Neo-Nazi leader quits movement, calls racism 'rubbish', and reveals he is gay with Jewish heritage

Kevin Wilshaw was a prominent neo-Nazi
Kevin Wilshaw was a prominent neo-Nazi

Rachael Revesz

A prominent neo-Nazi and former organiser of the National Front has given up his far-right views as well as revealed he is gay and has Jewish heritage.

Kevin Wilshaw was a high-profile figure of the National Front in the 1980s and was speaking at extreme right events as recently as this year.

Speaking to Channel 4 News, he explained he had given up his violent past – which included smashing a chair over someone’s head, vandalising a mosque and being arrested for online hate race offences. 
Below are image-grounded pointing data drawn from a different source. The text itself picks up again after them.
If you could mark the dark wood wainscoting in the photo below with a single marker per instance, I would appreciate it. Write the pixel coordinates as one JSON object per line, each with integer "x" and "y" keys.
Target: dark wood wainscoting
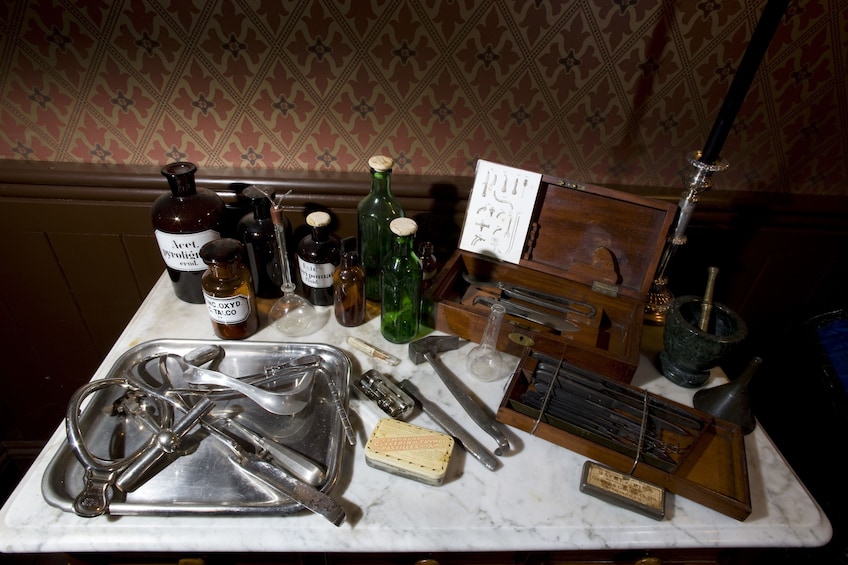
{"x": 80, "y": 257}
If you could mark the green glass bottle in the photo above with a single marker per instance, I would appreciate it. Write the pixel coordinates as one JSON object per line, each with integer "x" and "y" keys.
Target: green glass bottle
{"x": 400, "y": 309}
{"x": 374, "y": 214}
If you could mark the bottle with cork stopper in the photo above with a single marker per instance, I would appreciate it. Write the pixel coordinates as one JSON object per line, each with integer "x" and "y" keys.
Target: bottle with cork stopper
{"x": 374, "y": 214}
{"x": 228, "y": 290}
{"x": 400, "y": 308}
{"x": 317, "y": 259}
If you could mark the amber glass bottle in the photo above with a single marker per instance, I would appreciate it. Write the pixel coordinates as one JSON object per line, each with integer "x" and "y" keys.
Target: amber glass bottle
{"x": 349, "y": 290}
{"x": 183, "y": 221}
{"x": 256, "y": 231}
{"x": 228, "y": 290}
{"x": 317, "y": 258}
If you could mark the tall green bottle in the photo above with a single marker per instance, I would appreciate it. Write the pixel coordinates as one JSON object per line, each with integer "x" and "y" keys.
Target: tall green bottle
{"x": 400, "y": 310}
{"x": 374, "y": 214}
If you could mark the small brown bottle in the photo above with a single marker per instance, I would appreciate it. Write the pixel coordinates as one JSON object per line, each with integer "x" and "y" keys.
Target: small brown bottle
{"x": 228, "y": 290}
{"x": 317, "y": 258}
{"x": 349, "y": 290}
He added that he did not have many friends at school and was looking for “comradeship”.

His comments come as the Home Office confirmed that there had been a rise in hate crime reports by almost a third in the 12 months following the Brexit referendum. 

The Government has also been urged to launch an inquiry into far-right extremism in the armed forces after four soldiers were arrested for being alleged members of a banned neo-Nazi group called National Action.
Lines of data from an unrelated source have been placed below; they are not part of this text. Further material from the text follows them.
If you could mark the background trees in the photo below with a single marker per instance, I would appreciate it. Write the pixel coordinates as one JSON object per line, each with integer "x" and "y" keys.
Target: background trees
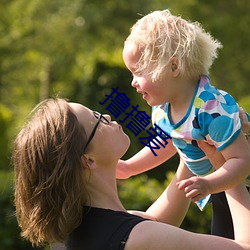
{"x": 72, "y": 48}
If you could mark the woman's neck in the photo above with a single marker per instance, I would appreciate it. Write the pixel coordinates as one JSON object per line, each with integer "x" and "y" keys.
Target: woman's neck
{"x": 102, "y": 189}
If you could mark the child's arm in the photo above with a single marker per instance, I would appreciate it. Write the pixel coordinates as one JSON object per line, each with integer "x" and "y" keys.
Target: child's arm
{"x": 144, "y": 160}
{"x": 234, "y": 171}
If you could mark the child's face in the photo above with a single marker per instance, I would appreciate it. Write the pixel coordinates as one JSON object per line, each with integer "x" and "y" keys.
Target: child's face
{"x": 152, "y": 92}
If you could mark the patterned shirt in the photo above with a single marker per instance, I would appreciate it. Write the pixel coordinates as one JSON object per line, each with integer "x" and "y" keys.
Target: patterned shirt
{"x": 213, "y": 115}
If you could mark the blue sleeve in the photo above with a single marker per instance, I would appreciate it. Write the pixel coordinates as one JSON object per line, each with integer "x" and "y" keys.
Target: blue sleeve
{"x": 219, "y": 120}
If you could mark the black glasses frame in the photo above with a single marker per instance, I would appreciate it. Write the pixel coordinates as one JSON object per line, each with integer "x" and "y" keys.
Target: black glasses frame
{"x": 100, "y": 118}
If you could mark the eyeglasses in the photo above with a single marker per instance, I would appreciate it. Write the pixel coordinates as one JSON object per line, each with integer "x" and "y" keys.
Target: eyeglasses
{"x": 100, "y": 118}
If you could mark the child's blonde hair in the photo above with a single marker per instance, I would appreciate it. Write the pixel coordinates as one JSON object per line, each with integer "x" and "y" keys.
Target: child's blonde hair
{"x": 161, "y": 36}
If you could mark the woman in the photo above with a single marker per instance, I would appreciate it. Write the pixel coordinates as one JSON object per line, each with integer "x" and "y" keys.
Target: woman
{"x": 65, "y": 191}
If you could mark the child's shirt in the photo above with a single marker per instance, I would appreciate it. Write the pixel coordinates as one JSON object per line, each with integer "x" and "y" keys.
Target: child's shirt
{"x": 213, "y": 115}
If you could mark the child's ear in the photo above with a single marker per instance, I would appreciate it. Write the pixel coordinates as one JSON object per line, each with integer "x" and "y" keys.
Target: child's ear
{"x": 175, "y": 66}
{"x": 89, "y": 161}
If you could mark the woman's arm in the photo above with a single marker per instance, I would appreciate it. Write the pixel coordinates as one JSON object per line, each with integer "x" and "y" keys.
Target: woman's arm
{"x": 235, "y": 166}
{"x": 171, "y": 207}
{"x": 143, "y": 161}
{"x": 160, "y": 236}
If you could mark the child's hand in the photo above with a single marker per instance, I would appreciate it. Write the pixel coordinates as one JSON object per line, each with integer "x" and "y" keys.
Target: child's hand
{"x": 122, "y": 170}
{"x": 194, "y": 187}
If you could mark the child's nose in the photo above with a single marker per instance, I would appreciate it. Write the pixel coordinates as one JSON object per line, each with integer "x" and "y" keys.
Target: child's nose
{"x": 134, "y": 83}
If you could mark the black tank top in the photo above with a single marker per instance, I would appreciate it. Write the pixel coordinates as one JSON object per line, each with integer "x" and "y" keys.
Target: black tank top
{"x": 102, "y": 229}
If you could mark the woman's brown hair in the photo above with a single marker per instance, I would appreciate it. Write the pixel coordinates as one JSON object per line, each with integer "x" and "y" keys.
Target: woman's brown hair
{"x": 49, "y": 182}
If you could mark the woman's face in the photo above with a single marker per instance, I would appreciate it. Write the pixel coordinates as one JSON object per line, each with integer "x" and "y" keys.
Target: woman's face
{"x": 109, "y": 138}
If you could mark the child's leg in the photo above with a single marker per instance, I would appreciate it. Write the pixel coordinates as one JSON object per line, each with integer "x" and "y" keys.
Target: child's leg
{"x": 222, "y": 224}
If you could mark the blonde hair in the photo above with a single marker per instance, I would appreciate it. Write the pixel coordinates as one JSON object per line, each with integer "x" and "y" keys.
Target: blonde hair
{"x": 160, "y": 36}
{"x": 49, "y": 184}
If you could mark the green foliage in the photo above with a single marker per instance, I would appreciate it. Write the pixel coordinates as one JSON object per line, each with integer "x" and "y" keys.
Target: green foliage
{"x": 9, "y": 231}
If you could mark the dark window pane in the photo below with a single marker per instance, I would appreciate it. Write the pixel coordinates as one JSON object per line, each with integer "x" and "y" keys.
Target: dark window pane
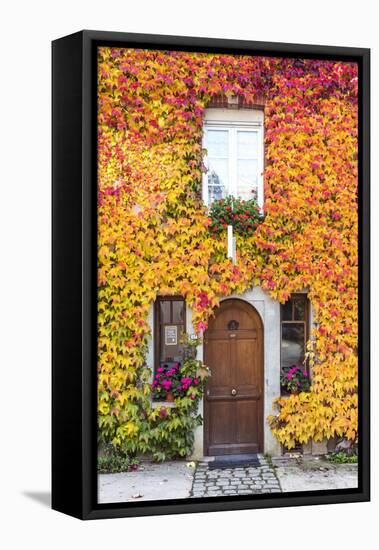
{"x": 165, "y": 311}
{"x": 292, "y": 344}
{"x": 287, "y": 311}
{"x": 178, "y": 311}
{"x": 170, "y": 348}
{"x": 299, "y": 309}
Mr Wilshaw, who joined the BNP and was indirectly involved with other fringe groups, came under abuse from members of his own side, however, when they suspected he was gay.

“It’s a terribly selfish thing to say but it’s true, I saw people being abused, shouted at, spat at in the street – it’s not until it’s directed at you that you suddenly realise that what you’re doing is wrong,” he told the news show.
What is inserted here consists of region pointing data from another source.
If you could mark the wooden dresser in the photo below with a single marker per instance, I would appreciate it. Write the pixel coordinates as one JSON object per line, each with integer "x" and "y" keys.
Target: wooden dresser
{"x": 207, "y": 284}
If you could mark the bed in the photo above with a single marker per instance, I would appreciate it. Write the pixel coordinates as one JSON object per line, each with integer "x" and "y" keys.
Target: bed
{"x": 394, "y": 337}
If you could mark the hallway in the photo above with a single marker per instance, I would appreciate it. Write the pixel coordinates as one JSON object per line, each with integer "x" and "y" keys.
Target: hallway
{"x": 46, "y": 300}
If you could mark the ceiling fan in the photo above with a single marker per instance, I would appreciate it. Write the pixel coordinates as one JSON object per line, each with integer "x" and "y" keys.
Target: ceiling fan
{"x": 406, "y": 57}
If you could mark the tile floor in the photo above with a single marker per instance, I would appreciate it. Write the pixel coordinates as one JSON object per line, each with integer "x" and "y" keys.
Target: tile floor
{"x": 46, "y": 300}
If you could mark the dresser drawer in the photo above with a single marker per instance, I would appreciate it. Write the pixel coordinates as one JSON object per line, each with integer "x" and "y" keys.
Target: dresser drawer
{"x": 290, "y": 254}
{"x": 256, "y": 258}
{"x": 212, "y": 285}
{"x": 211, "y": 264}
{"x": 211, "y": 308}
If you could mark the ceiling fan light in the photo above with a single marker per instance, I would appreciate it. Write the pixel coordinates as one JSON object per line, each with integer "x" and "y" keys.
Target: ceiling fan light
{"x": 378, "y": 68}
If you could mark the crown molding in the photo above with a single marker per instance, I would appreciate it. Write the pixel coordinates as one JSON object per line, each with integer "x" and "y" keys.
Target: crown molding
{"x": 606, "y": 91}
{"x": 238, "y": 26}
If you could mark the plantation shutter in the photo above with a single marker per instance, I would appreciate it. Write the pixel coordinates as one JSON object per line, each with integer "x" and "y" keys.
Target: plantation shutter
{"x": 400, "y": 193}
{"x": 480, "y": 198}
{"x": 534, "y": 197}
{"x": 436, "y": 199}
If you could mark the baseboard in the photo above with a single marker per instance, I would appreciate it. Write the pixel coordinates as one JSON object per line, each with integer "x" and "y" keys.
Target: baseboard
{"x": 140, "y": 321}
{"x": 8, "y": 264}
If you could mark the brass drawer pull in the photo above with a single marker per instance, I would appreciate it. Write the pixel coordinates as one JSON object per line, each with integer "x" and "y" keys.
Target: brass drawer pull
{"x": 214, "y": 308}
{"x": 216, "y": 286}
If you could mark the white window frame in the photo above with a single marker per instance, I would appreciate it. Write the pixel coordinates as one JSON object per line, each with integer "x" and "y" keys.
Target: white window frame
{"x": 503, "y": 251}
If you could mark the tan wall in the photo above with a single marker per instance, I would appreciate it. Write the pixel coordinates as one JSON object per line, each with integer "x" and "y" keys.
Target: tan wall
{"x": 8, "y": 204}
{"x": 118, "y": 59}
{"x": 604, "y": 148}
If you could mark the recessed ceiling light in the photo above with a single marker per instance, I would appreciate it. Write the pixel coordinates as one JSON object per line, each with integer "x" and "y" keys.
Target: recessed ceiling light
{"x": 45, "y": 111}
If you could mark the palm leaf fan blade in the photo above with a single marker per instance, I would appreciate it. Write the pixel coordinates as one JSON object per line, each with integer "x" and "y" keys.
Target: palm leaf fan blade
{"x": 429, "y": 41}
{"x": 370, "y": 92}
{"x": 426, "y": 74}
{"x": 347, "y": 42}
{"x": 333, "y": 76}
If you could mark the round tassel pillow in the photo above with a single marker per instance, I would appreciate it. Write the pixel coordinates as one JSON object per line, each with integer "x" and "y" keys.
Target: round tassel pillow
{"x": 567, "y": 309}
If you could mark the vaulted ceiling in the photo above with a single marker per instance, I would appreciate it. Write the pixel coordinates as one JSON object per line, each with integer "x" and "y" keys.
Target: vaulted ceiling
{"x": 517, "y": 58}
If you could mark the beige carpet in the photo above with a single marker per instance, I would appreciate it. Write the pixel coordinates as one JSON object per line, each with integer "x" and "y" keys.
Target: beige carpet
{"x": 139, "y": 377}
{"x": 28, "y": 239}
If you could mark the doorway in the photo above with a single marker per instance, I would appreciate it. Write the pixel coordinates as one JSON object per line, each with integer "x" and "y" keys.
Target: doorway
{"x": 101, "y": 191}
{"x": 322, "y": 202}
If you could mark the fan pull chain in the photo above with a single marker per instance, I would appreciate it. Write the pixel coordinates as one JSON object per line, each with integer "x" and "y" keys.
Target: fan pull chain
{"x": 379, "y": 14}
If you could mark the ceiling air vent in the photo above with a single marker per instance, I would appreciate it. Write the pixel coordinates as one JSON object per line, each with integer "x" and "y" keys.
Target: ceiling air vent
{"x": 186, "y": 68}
He also revealed his mother was part Jewish, and her maiden name was Benjamin.

The BNP remains active, including a recent campaign against supposed plans for a mosque in the Lincolnshire town of Louth that local authorities said do not exist.

He added that he felt “appallingly guilty” about his past, but also that he would find it difficult to fill the “void” of far-right activity that has shaped his life.

“I want to do some damage as well, not to ordinary people but the people who are propagating this kind of rubbish – want to hurt them, show what it’s like for those who are living a lie and be on the receiving end of this type of propaganda, I want to hurt them.”

Hope Not Hate, the non-profit which received a “cry for help” from Mr Wilshaw, has helped to expose and document the expansion of the far-right in Europe and in the US under the label of “alt-right” which was coined in 2008. Several high-profile figures in the extreme-right movements were born in the UK, including Milo Yiannopoulos and Paul Joseph Watson.

Mr Wilshaw is not the first neo-Nazi to turn against his past.

Michael Kent from Colorado spent two decades in a violent white supremacist group. After his black, female parole officer influenced him to change his way of life, he had his far-right tattoos removed via Redemption Ink, a national non-profit that offers free removals of hate-related tattoos.